The practice reportedly took place at Tokyo Medical University since the mid-2000s in an effort to reduce the number of female students at the medical school. The given logic was that women doctors tend to resign or take long leaves due to marriage or childbirth, creating staffing shortage at its affiliated hospitals. Such a concern from the viewpoint of hospital management does not justify discriminating against women in their education opportunities. Whether the entrance exam malpractice is an isolated case at Tokyo Medical University should be thoroughly examined.

The entrance exam malpractice first came to light in the alleged bribery of the education ministry bureaucrat. The top officials of the university are accused of seeking the bureaucrat’s help in receiving a government research subsidy in return for padding the scores of the bureaucrat’s son in the school’s entrance exam last spring. The in-house probe revealed that the bureaucrat’s son was one of 19 applicants whose scores were inflated to ensure their entrance into the medical school in the past two years. Reportedly, this practice had been going on since 1996, as university officials came under pressure from alumni to increase the number of their children gaining admission, and as the university began to rely on donations from alumni to bolster its finances.

Meanwhile, the university has uniformly deducted points from the entrance exam scores of female applicants as well as male applicants who were taking the exam for the fourth time or more since at least 2006. The discrimination against female applicants was reportedly motivated by the university’s concern that if the number of female students at its medical school increased and the women went on to become doctors at its affiliated hospitals, staffing shortages could emerge. Rumors that similar discrimination has been practiced at other universities in entrance exams for their medical schools for the same reason should be investigated.

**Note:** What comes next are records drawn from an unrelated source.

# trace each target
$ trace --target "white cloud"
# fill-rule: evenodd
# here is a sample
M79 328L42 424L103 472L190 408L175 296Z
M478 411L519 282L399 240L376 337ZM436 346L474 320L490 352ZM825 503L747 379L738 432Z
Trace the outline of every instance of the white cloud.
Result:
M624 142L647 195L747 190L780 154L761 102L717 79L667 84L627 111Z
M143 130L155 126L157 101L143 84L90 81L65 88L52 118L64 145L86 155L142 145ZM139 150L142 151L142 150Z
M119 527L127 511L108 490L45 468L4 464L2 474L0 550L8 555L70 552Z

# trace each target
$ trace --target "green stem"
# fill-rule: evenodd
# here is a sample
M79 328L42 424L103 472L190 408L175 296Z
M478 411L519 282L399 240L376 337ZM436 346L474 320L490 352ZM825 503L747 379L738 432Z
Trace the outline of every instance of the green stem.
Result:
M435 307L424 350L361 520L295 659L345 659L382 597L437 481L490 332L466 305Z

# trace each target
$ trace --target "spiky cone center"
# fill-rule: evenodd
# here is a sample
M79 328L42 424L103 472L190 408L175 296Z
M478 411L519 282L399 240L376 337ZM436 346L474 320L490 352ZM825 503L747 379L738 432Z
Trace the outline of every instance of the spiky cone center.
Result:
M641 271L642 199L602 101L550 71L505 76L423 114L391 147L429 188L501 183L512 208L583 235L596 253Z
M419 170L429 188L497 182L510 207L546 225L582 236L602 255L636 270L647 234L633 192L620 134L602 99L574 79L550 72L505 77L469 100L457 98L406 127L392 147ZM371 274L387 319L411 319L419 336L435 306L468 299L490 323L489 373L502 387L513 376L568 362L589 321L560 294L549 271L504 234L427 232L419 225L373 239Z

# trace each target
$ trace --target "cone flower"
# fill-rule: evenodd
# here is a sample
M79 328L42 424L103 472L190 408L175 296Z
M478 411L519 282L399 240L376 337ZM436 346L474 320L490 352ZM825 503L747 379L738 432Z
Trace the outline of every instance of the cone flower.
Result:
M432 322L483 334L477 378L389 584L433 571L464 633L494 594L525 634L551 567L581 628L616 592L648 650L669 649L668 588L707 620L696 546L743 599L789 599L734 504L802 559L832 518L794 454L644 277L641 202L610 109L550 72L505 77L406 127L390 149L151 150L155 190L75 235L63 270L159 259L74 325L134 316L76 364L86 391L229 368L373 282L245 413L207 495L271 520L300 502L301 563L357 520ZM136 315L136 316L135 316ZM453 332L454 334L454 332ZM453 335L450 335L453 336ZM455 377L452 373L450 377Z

The medical profession in Japan indeed remains a male-centric community. Women accounted for 21 percent of all doctors at the end of 2016. The ratio is the lowest among OECD members and just about half the OECD average. The ratio of female students at medical schools across the country rose from 18 percent in 1987 to 30 percent in 1997 but has remained around that level over the past two decades.

Behind the slow increase in the number of female doctors is said to be the environment in hospitals and other medical institutions in which doctors work excessively long hours, making it difficult to adequately balance the demands of their job with the needs of their family. A 2016 probe by the Health, Labor and Welfare Ministry showed that doctors in their 20s hired at hospitals work an average of 55 hours a week. In addition, male doctors spend 16 hours and female doctors 12 hours on standby for emergency calls or nighttime duty. In a survey by the Japan Medical Association of about 10,000 female doctors, 25 percent of the respondents said they work more than 60 hours a week — roughly the same ratio as male doctors. Around 90 percent of them think that they need an improved work environment or support for child rearing in order to keep working as doctors.

A study group at the health ministry in February compiled a set of measures to reduce the doctors’ workloads, such as shifting some of their duties to nurses. It also called for the introduction of flexible ways of work for female doctors so they can continue to work while raising children.

If the work environment makes it tough for female doctors to keep working, the answer is to change that environment, not to restrict opportunities for women aspiring to be doctors. The probe into the entrance exam scandal at Tokyo Medical University should shed light on the problems confronting female doctors and promote efforts to resolve them.